Exploratory Data Analysis (EDA) Revision IN SHORT
All the topics in EDA for reference (links are attached for in-depth reference)
Hypothesis space
Hypothesis are trained models and Space means possibilities. So hypothesis space means a set of possible models for the given training dataset. It defines all possible parameters that the cost function (model) can assume.
Cost Function
The cost function measures the performance of a machine-learning model. The purpose of the function is to either minimise the cost (regression-based models/error minimising models) or maximise the cost (reward-based model).
Hypothesis Testing
Hypothesis means assumptions. So in the hypothesis test, we assume two or more exclusive statements on population using sample data points. Exclusive statements example, let’s consider in population we have two genders (male/female) so males cannot be part of females and vice versa.
2 kinds of hypotheses: Null hypothesis and Alternate hypothesis
The null hypothesis suggests there is no statistically significant relationship between the two variables. The alternate hypothesis suggests there is some statistically significant relationship between the two variables
For example, senior citizens will invest in fixed deposits (Yes/No)? The null hypothesis is there is no relationship between the age of the customer and fixed deposit investment. The alternate hypothesis is there is some kind of relationship between the age of customers and fixed deposit investment.
Reject or Accept Null Hypothesis: Based on the level of significance and confidence interval.

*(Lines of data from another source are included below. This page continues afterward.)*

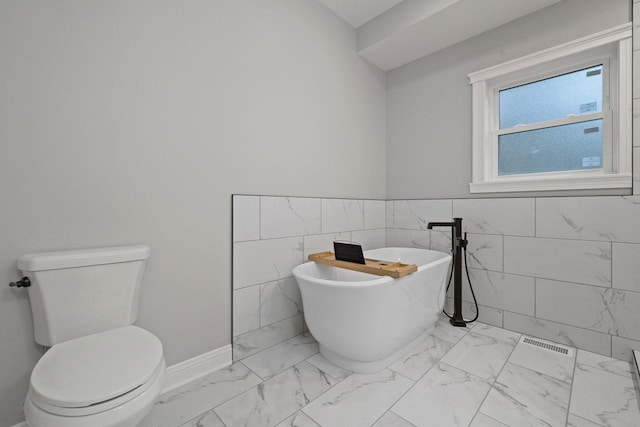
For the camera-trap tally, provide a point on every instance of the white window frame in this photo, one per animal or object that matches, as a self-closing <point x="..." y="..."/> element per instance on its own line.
<point x="613" y="49"/>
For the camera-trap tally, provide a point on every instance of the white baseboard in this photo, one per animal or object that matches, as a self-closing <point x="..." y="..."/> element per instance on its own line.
<point x="189" y="370"/>
<point x="196" y="367"/>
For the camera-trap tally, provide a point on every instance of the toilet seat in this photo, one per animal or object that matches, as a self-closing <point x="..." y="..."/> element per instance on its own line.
<point x="97" y="372"/>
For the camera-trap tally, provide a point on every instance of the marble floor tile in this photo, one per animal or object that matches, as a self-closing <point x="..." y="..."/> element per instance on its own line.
<point x="323" y="364"/>
<point x="274" y="400"/>
<point x="276" y="359"/>
<point x="186" y="402"/>
<point x="480" y="355"/>
<point x="522" y="397"/>
<point x="445" y="396"/>
<point x="415" y="364"/>
<point x="603" y="397"/>
<point x="547" y="362"/>
<point x="389" y="419"/>
<point x="481" y="420"/>
<point x="604" y="363"/>
<point x="260" y="339"/>
<point x="208" y="419"/>
<point x="445" y="331"/>
<point x="497" y="381"/>
<point x="576" y="421"/>
<point x="497" y="333"/>
<point x="359" y="400"/>
<point x="299" y="419"/>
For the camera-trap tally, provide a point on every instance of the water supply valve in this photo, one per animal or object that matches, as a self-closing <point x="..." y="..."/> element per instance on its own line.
<point x="22" y="283"/>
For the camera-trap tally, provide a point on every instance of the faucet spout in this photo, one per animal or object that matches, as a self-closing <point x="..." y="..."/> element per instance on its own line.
<point x="440" y="224"/>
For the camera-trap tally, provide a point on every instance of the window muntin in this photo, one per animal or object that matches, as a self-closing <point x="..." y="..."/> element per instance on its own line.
<point x="612" y="49"/>
<point x="570" y="94"/>
<point x="576" y="146"/>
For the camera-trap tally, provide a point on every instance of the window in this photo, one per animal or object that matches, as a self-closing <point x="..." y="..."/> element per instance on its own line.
<point x="559" y="119"/>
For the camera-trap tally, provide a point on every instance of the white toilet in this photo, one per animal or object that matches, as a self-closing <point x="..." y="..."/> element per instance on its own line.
<point x="101" y="371"/>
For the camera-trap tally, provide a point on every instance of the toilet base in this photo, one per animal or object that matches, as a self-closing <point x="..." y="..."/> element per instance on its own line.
<point x="129" y="414"/>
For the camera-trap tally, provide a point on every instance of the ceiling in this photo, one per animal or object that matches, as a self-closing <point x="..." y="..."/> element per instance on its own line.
<point x="391" y="33"/>
<point x="358" y="12"/>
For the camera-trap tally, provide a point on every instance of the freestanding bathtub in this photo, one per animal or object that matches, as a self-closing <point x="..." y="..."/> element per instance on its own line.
<point x="364" y="322"/>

Level of Significance or Significance Level (Alpha)
The significance level shows how likely a pattern in the details is due to chance.
The level of significance or significance level is denoted by alpha (SL = alpha), most statistical packages show the P value of significance level.
Suppose in a dataset, the P value of the variable is 0.09 then 91% chance there is some kind of relationship between the independent variable and dependent variable.
Confidence Interval (1 — Alpha or 1 — Significance Level)
The confidence interval tells us how much we are confident about the result
For instance, a 95% confidence interval means if we repeat the same experiment or the survey over and over again 95% of the time it will match the result. For example, suppose we say in the country approximately senior citizens reinvest their Fixed Deposits with a 95% confidence interval. It means if we repeat the survey with the same technique there will be 95% of the time result senior citizens reinvest their fixed deposits.
Factors affecting Confidence Interval
- Variation: If variation within samples is almost similar, then data will have low variations, leading to a narrow confidence interval. If samples have a lot of variation will lead to a wider confidence interval.
- Sample Size: Small sample sizes will lead to high variation between different sample sets and higher confidence intervals. A large sample size will have more similarities between the different sample sets, leading to a smaller confidence interval.
P Value
P value is a probability value. For example, consider laptop touchpads we say exactly in the middle of the touchpad click P value is 0.8 meaning out of 100 times 80 times we will touch in the middle of the touchpad. Suppose for the top left corner touchpad click we have a P value of 0.1 means out of 100 times 10 times will touch the top left corner of the touchpad.